Hannah Belitz is a student at Harvard Law School.
Hollywood writers have achieved victory. As the New York Times reports, the Writers Guild of America reached a “middle-of-the night deal” with the Alliance of Motion Picture and Television Producers, the group that bargains on behalf of studios. As the Los Angeles Times put it, the deal itself “was a pulse-pounding climax that a Hollywood screenwriter might have conceived.” Although the union did not get everything it wanted — namely, uniform pay for writing done across platforms — it won major concessions from the studios, including better pay, job protection for paternity leave, and a bailout for the union’s struggling health insurance plan.
The New York Times also weighs in on the “lopsided pay structure in coal.” While coal executives take home huge sums of money — recent bonuses have been in the $10-$15 million range — pay for the average coal worker has stagnated. From 2004 to 2016, the average salary of chief executives in the coal industry increased as much as five times faster than the salaries of lower-wage coal workers. Although this disparity reflects widening income inequality across all sectors of the American economy, pay for coal executives “grew much faster, on average, than that of their counterparts across the wider economy, while the average pay for coal industry construction workers failed to keep up with similar jobs in other fields.” As the Times also notes, the “yawning gap takes on an added significance” in the coal industry since “Trump has made lifting the fortunes of blue-collar and rural Americans a centerpiece of his administration.”

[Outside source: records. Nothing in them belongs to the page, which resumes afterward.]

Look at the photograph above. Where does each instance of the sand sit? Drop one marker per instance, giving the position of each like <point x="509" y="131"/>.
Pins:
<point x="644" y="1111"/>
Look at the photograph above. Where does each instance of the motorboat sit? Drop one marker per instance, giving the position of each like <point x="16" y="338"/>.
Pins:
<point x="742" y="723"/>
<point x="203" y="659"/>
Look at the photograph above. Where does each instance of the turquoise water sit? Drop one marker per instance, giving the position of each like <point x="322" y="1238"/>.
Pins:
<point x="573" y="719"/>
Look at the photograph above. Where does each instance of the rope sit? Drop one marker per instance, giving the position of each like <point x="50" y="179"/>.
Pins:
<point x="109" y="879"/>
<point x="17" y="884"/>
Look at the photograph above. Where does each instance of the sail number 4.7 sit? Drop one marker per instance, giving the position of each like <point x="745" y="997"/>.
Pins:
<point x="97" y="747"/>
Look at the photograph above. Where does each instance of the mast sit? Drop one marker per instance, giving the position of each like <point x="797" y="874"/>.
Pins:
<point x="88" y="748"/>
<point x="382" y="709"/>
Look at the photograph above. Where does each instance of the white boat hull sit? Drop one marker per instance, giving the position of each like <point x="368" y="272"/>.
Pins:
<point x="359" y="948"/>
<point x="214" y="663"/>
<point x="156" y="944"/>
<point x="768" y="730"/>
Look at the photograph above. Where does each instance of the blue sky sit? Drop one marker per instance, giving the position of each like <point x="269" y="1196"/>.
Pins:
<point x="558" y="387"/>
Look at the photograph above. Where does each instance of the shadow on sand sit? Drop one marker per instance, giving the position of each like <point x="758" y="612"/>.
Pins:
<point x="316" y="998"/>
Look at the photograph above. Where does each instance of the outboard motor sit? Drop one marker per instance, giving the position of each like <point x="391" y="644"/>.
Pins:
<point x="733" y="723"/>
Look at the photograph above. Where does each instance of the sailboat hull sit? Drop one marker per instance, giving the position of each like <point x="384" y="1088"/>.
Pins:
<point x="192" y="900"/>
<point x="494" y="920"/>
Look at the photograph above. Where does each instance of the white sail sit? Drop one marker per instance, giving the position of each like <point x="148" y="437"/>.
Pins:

At U.S. News and World Report, Andy Stern addresses the subject of automation and its effect on jobs. As Stern posits, “automation is increasingly replacing jobs and leaving too few good new jobs in its wake,” but elected officials have failed to take action. According to Stern, “[i]f we want an economy that allows everyone to be economically secure, we need our economists to get out of their bubble and thinking about how we can rightfully address automation.”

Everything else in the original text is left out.